A Expedição Alma Pantaneira, que saiu de Campo Grande no último dia 3 de novembro, já realizou cerca de dois mil procedimentos médicos, odontológicos e veterinários no Pantanal de Mato Grosso do Sul.
(Assessoria de Imprensa)
A Expedição Alma Pantaneira, que saiu de Campo Grande no último dia 3 de novembro, já realizou cerca de dois mil procedimentos médicos, odontológicos e veterinários no Pantanal de Mato Grosso do Sul. O grupo, que é composto por 32 profissionais de diversas especialidades, viaja a bordo de quatro caminhões e oito picapes, todos com tração nas quatro rodas e preparados para enfrentar as dificuldades dos caminhos da maior planície alagável do planeta.
No caminho dos expedicionários são escolhidas fazendas com maior estrutura e só então montadas as bases de atendimento. A fazenda Carmem, na região da Nhecolândia foi a última visitada e concentrou um grande número de pessoas: cerca de 150 buscaram as consultas.
Além disso, os integrantes da Alma Pantaneira também organizam equipes menores e percorrem as fazendas e retiros próximos a bordo das picapes. “Para aumentar o alcance, carregamos uma pequena fração de profissionais. Em cada veículo levamos um médico, um dentista e um veterinário, medicamentos e material necessário para os procedimentos. Em uma de nossas visitas, atendemos um senhor que precisou extrair quatro dentes e ainda ser medicado para pressão alta e dores nas pernas. É gratificante alcançar essas pessoas que de outra forma não teriam atendimento”, se emociona Paulo Cruz, jornalista que acompanha a viagem como voluntário.
Entre os profissionais mais procurados estão os dentistas.

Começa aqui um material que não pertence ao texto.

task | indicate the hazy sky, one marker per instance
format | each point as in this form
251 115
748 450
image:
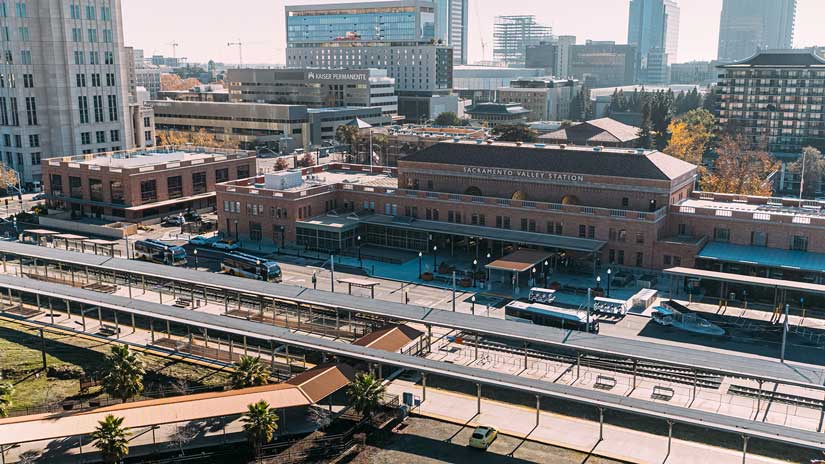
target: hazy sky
203 27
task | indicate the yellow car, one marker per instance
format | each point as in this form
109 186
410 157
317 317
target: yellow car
483 436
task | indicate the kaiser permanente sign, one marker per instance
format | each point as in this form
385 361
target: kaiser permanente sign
523 174
338 76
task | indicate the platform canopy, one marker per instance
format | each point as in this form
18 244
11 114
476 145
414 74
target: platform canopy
519 261
762 256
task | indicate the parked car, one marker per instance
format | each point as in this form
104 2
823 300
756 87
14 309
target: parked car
226 245
176 220
200 240
483 436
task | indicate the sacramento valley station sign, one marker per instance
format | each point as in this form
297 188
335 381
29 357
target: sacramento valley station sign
522 174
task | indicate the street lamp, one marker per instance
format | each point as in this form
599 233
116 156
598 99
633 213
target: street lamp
545 273
609 271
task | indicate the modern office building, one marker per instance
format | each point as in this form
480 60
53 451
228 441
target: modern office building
545 98
398 36
602 64
513 34
778 96
140 184
63 83
748 26
589 208
315 87
250 125
451 27
653 27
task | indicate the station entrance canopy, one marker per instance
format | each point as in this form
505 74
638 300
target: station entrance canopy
761 256
519 261
489 233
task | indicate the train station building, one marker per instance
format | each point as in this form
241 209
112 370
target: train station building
589 207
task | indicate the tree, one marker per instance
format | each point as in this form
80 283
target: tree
365 393
347 135
6 390
112 439
691 135
514 133
447 118
814 164
250 372
281 164
739 169
124 373
260 423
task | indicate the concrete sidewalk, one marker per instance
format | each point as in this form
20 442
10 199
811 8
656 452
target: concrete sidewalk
568 432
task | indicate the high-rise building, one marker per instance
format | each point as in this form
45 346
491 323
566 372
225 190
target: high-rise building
451 27
653 27
64 59
398 36
748 26
513 34
776 96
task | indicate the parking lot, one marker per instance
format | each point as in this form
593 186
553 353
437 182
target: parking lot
424 441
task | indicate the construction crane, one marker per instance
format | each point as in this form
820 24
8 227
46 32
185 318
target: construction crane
175 46
238 44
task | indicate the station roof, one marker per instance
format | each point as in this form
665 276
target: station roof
758 429
609 162
747 280
491 233
762 256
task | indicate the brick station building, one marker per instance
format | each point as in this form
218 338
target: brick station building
591 207
135 185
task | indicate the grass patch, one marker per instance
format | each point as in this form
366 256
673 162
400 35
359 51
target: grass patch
21 364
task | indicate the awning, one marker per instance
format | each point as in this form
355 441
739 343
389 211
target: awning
490 233
519 261
761 256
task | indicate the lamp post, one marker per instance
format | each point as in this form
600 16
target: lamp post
545 273
609 271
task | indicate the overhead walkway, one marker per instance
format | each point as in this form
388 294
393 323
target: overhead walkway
700 360
480 377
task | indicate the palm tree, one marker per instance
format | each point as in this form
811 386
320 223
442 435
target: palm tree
249 372
260 422
365 392
124 373
6 390
112 439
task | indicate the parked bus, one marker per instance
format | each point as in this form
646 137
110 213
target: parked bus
159 252
252 267
539 314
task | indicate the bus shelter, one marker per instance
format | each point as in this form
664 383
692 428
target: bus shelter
37 236
519 269
70 242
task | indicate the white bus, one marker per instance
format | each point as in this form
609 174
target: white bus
159 252
251 267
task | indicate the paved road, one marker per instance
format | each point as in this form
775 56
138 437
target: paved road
423 441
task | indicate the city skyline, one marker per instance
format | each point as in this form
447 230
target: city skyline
205 35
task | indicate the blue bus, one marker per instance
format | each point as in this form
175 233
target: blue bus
251 267
159 252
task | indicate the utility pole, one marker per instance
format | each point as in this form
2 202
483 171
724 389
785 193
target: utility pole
238 44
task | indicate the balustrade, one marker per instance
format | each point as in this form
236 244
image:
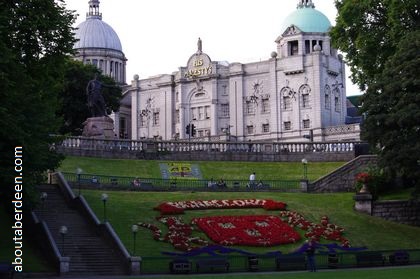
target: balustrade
208 146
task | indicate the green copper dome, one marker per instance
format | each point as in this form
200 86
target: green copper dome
307 19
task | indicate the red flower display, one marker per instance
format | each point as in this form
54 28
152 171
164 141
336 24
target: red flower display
315 231
247 230
257 230
179 207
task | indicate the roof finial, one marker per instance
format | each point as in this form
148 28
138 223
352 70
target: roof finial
94 10
199 46
305 4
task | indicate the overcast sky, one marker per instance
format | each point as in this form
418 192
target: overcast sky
158 36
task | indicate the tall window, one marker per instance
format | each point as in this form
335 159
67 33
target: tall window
155 118
293 48
250 129
201 113
207 112
327 97
266 128
337 101
224 110
250 108
177 116
287 104
306 124
143 121
265 105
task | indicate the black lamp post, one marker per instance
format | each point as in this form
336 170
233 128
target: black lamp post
63 232
43 198
79 172
104 199
134 230
305 168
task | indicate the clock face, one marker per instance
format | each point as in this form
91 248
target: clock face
199 65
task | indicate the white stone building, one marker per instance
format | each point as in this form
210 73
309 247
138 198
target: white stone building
298 94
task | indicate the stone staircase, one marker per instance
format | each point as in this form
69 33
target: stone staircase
89 253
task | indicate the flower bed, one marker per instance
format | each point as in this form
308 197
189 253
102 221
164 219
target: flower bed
256 230
168 208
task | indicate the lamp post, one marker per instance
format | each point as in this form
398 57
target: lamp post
104 198
305 168
79 172
63 232
43 198
134 230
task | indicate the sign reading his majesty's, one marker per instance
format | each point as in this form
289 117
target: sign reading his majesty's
199 64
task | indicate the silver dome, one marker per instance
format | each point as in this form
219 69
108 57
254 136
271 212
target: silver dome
94 33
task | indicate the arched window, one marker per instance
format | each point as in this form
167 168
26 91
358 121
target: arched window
327 97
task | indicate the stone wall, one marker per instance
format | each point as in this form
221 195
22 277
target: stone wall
405 212
343 178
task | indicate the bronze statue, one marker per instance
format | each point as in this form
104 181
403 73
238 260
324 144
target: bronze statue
96 102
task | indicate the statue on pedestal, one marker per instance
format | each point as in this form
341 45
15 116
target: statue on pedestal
96 102
99 125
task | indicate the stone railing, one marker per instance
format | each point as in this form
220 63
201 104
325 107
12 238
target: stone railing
343 178
341 129
209 150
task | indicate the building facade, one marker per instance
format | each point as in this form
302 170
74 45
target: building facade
98 44
297 94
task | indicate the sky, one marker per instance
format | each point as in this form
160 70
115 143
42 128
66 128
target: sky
158 36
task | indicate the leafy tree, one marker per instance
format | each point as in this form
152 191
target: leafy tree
393 106
36 36
381 42
73 104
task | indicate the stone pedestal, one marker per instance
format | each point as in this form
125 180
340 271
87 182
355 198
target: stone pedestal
99 128
304 185
363 202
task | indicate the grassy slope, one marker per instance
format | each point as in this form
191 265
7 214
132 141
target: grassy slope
226 170
33 261
127 208
387 273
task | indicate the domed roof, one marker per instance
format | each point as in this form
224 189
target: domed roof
95 33
307 19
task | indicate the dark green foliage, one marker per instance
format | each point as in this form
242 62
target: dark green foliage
35 38
73 104
381 41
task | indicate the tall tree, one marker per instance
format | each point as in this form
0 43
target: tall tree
381 40
73 99
36 36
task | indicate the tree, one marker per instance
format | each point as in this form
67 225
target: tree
368 32
73 99
36 36
381 42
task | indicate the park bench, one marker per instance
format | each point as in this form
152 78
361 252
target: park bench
291 262
370 259
179 266
212 265
6 270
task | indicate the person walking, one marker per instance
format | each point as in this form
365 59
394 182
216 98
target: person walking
252 179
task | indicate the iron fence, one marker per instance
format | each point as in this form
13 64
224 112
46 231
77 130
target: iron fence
95 181
241 263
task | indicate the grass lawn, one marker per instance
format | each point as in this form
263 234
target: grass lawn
33 261
216 170
411 272
127 208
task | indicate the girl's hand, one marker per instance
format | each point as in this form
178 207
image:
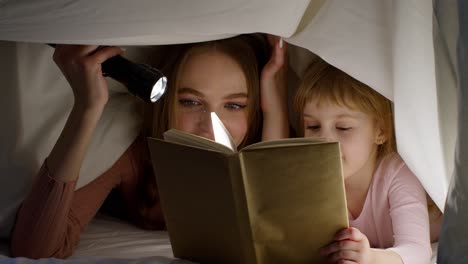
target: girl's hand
273 93
351 246
81 66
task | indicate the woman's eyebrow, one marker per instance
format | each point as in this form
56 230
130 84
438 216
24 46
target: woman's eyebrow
189 91
236 95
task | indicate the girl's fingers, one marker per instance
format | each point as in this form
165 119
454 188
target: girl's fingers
341 245
350 233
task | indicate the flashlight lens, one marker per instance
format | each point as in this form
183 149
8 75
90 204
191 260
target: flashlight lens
158 89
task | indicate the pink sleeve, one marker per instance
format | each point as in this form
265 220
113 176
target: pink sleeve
53 215
44 219
410 220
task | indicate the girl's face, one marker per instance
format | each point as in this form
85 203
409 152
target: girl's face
355 131
212 82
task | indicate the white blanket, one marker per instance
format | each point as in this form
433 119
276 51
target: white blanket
108 240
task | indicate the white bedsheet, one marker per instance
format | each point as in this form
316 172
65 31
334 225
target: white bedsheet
108 240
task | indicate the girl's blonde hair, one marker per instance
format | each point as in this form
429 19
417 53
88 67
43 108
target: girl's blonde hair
324 83
250 52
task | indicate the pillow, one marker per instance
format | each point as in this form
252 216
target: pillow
35 103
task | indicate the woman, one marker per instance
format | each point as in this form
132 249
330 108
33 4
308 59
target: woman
221 76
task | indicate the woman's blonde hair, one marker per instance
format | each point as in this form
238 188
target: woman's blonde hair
250 52
324 83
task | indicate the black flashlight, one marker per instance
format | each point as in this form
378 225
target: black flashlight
141 80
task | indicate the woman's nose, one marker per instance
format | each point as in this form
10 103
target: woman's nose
205 127
327 135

Restaurações, extrações, limpeza, orientação de higiene oral, aplicação de flúor, entrega de kits odontológicos com escova e creme dental e atendimentos em situações de emergência de canal estão entre os procedimentos realizados. “É muito importante esse atendimento e tentar trabalhar muito com a prevenção. Nas fazendas que já passamos em outras expedições notamos a melhora significativa da saúde bucal, principalmente nas crianças”, comenta o dentista carioca Rodrigo Laranjeira que participa do projeto desde 2017.
Para o pecuarista Max Vernochi Pereira, proprietário da fazenda Carmem, a expedição significa saúde e dignidade para os pantaneiros. “A nossa região é isolada e os caminhos não são fáceis. Quando recebemos em nossa casa esses profissionais é um privilégio enorme. Eles cuidam das pessoas com muito carinho e já deixam os medicamentos necessários. Isso significa saúde e o mais importante: dignidade”, declara Max Pereira.
A Expedição Alma Pantaneira tem previsão de terminar no próximo dia 14 e espera contabilizar mais de 3.500 procedimentos.